A key goal of the Snow Team is to ensure that all equipment needed for an adverse weather response is ready and prepared. The team hooks up and tests plows, brine tanks, tractors, skid steers and other vehicles and equipment to make sure they are in good condition and fully operational. They also check the inventory of shovels, bulk salt and sand, and other supplies to ensure that levels will be sufficient.
Denardo stresses that staff safety is extremely important. Vehicle and equipment operators are provided with maintenance and safety checklists for their equipment, which should be inspected before and after each use. The Snow Team also holds a “Snow Roadeo,” an annual training and demonstration session for staff to review snow procedures, practice hooking up and operating equipment, and to review cold weather work safety tips.
Tom Bythell, campus forest manager, explains the logistics behind clearing a campus of Carolina’s size. For the campus to open, key roads and parking lots, primary and ADA building entrances, and the walkways that connect them all must be cleared and accessible. The strategy is to divide and conquer. “We divide the campus into zones and for each area we have maps, some color-coded by vehicle, that identify exactly where staff should clear.” As part of the snow planning process, staff are pre-assigned to specific zones, equipment and clearing responsibilities, so in the event of snow or ice staff can be dispatched quickly and efficiently. The campus community can see which areas and entrances are marked for priority clearing on the University’s Snow Removal Priority Map.

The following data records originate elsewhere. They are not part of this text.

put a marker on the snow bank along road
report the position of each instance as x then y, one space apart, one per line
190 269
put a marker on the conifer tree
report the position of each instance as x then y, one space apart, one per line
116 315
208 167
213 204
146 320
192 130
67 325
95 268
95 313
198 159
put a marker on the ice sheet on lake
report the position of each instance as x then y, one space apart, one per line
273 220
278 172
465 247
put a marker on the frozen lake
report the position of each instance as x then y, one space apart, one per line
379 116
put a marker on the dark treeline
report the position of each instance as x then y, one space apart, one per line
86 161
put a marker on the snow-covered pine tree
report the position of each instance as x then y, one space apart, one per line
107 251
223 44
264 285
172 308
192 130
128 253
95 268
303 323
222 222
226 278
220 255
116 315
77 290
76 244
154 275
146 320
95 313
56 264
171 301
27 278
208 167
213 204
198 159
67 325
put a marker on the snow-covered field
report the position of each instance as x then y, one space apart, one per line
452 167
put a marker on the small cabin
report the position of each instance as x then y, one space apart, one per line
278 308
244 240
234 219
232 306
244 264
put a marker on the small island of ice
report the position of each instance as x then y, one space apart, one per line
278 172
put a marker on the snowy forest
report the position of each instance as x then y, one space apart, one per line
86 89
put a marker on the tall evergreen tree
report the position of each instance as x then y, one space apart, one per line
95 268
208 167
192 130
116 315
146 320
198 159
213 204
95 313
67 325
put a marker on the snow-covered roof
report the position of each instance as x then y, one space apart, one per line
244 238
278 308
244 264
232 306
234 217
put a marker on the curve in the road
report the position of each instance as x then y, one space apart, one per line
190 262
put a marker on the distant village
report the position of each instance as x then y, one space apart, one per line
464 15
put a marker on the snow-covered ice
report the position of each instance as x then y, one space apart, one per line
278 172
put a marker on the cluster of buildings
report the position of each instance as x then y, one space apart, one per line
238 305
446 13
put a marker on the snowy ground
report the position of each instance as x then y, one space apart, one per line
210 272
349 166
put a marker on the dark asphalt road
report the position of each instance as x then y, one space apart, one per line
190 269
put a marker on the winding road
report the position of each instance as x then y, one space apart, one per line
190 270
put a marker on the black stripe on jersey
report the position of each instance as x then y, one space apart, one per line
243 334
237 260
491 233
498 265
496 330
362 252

Twenty-four to 48 hours before snow or ice is forecast to arrive, the Snow Plan is put into action. Grounds staff spread sand and brine and Housekeeping Services pretreats building entrances. All vehicles are fully fueled at the Facilities Service Station and vehicles that may be hard to start in colder temperatures are moved indoors into garage bays. If extremely low temperatures are expected, Energy Management Control Systems staff monitor building and environmental systems to ensure they stay online.
Once precipitation tapers off, Facilities staff report to campus to begin clearing efforts per their assigned zones and priority areas. Grounds Services works to plow streets, parking lots and campus walkways, Building, Construction and Housekeeping Services staff begin clearing and retreating building entrances and ramps, and other departments assist where needed. University Fleet Manager Mark Stark and his staff clear the Service Station so vehicles can refuel but also to prevent accidents. “The last thing you want is for a vehicle to slide into the fuel pumps.”

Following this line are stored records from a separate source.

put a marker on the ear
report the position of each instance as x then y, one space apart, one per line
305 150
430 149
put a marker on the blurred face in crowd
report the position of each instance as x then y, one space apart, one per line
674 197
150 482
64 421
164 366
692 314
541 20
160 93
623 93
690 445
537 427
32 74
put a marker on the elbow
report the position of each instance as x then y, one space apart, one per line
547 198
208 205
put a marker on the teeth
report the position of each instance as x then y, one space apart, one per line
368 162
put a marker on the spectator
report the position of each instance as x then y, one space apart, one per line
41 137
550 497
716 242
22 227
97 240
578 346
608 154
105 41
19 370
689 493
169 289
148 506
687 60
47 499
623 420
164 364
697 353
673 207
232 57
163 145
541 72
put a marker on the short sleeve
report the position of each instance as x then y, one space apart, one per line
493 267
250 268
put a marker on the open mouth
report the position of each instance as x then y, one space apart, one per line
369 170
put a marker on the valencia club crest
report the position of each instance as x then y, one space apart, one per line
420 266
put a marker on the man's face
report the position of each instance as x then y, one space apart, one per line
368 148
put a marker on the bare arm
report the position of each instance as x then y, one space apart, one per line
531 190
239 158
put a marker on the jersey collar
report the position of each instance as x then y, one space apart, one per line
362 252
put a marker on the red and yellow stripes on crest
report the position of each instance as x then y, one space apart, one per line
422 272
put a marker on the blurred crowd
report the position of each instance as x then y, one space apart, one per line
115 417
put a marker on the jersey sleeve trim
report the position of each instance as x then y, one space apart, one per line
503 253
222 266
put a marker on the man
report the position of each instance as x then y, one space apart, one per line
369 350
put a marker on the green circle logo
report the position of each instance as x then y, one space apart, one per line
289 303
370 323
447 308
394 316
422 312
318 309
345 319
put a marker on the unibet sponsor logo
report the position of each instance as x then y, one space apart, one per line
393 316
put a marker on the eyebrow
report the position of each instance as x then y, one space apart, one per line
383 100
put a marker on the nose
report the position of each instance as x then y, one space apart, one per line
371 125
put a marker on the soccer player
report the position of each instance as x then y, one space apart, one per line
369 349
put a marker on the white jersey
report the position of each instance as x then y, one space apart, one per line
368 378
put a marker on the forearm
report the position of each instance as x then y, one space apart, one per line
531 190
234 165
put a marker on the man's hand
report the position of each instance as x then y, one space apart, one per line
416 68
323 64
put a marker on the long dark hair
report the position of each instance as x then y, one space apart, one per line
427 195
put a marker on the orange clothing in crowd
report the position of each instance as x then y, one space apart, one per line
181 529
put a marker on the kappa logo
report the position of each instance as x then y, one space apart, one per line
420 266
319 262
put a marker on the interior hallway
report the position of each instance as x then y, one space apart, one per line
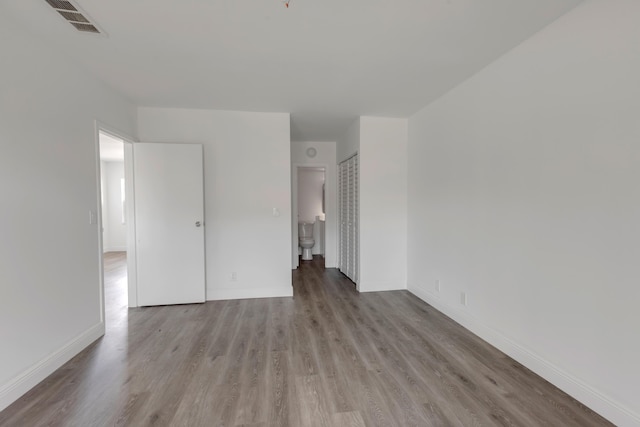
329 356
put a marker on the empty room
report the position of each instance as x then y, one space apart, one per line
320 213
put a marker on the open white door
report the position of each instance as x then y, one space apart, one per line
169 211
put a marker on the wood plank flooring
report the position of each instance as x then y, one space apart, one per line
327 357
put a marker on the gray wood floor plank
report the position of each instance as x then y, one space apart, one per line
329 356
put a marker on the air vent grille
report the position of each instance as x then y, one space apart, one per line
88 28
61 4
74 15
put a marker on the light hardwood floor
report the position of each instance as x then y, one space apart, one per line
327 357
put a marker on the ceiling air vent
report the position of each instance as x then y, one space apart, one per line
74 15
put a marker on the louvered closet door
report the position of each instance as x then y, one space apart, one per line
348 212
343 217
355 219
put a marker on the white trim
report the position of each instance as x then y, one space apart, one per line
369 286
115 249
249 293
25 381
614 411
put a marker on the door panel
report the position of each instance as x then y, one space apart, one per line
169 208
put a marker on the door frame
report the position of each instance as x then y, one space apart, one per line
132 289
295 261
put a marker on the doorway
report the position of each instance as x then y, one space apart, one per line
113 211
309 196
116 224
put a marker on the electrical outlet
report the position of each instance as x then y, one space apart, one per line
93 217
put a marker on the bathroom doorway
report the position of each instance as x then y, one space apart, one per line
113 194
309 206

Second-shift staff are called in to assist so that clearing efforts can continue into the night as well. Some staff stay overnight to keep high priority areas such as UNC Hospitals and the Emergency Room clear and accessible. If students are on campus, maintaining access from residence halls to campus dining halls and Campus Health Services is also a priority.

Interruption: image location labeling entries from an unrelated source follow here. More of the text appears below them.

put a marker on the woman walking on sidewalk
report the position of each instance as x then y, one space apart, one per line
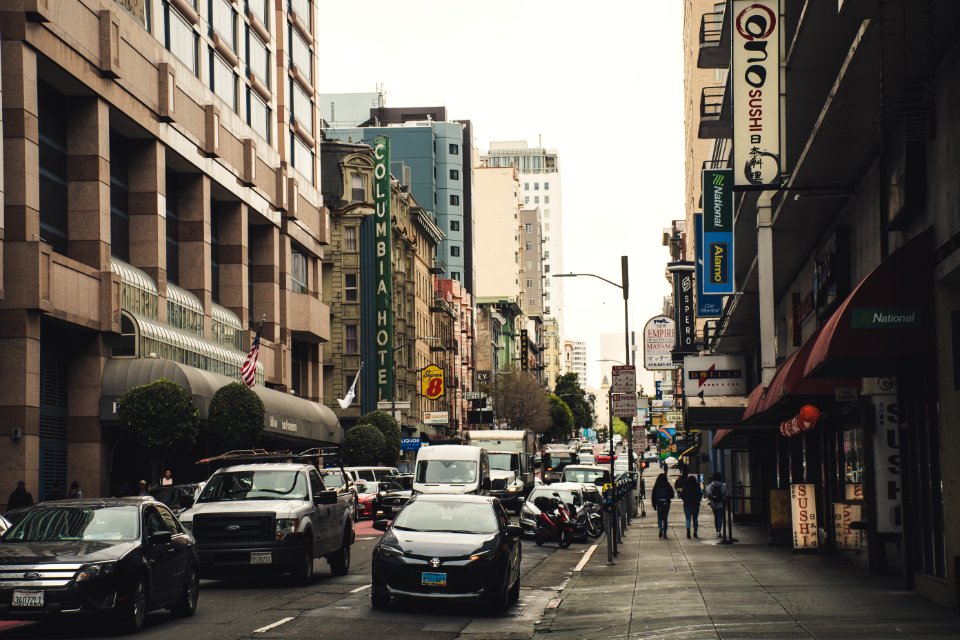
660 499
691 495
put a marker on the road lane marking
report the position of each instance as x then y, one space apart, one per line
585 559
272 626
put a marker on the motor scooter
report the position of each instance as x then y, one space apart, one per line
553 523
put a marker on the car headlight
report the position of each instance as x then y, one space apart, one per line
286 526
91 571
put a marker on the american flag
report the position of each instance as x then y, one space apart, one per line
248 371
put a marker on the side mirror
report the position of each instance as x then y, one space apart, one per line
325 497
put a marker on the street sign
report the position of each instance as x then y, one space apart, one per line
624 379
624 405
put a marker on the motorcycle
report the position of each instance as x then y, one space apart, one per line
553 523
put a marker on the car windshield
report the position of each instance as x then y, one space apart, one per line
262 484
454 517
504 461
447 471
56 524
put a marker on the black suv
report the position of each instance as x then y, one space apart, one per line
119 556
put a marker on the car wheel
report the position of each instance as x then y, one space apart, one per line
186 606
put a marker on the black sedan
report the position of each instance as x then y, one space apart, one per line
448 547
121 557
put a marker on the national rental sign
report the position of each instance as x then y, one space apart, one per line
383 268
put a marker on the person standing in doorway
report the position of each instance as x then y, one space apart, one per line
717 495
660 498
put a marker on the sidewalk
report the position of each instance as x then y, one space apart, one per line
680 588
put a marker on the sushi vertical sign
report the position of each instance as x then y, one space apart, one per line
383 267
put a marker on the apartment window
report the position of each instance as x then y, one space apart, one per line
224 80
350 291
224 21
358 187
298 271
180 38
258 115
53 168
351 340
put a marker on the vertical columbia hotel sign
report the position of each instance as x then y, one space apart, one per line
755 81
383 267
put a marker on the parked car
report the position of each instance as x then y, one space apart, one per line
443 547
121 557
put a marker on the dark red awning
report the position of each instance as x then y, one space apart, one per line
886 317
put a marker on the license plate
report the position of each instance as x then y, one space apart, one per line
27 599
433 579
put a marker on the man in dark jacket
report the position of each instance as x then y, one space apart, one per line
20 497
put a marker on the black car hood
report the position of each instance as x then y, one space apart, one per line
439 544
66 552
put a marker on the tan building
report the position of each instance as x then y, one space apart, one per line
160 200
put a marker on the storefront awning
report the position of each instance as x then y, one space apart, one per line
285 416
886 317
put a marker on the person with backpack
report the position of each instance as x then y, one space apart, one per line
660 498
717 495
691 495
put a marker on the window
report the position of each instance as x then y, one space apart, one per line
349 238
358 187
351 340
53 168
350 292
298 271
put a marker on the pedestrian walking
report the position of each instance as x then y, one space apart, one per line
717 494
20 497
660 498
691 495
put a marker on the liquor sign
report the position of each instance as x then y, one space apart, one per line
432 382
707 306
716 237
659 336
383 268
718 375
755 82
803 509
686 334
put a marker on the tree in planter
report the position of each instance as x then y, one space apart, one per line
160 416
388 426
362 445
236 417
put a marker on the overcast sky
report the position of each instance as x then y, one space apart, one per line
601 82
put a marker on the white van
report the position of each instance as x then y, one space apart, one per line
452 468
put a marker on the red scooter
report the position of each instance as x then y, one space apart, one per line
554 522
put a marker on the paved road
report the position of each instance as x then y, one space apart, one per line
339 607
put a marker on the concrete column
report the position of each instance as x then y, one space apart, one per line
88 187
768 347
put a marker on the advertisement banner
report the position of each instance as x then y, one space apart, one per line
755 82
707 306
659 336
383 268
716 238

As crews work across campus, reports on campus conditions and clearing efforts are fed to the Emergency Operations Center (EOC) to support decision making and campus communications. This year the Facilities Technology Group will also be testing a new Adverse Weather Dashboard. As crews report in, clearing locations will be updated and displayed on a campus map in real time, giving management and the EOC an up-to-date and complete overview of campus conditions at any given time.
Depending on University operating needs and weather conditions, 150 to 300 Facilities staff from a number of departments may report to clear campus while many more support behind the scenes. Grounds Services Director Steve Gooch is thankful for the support and assistance. “Grounds may take the lead, but we rely on our partners – it’s a team effort.”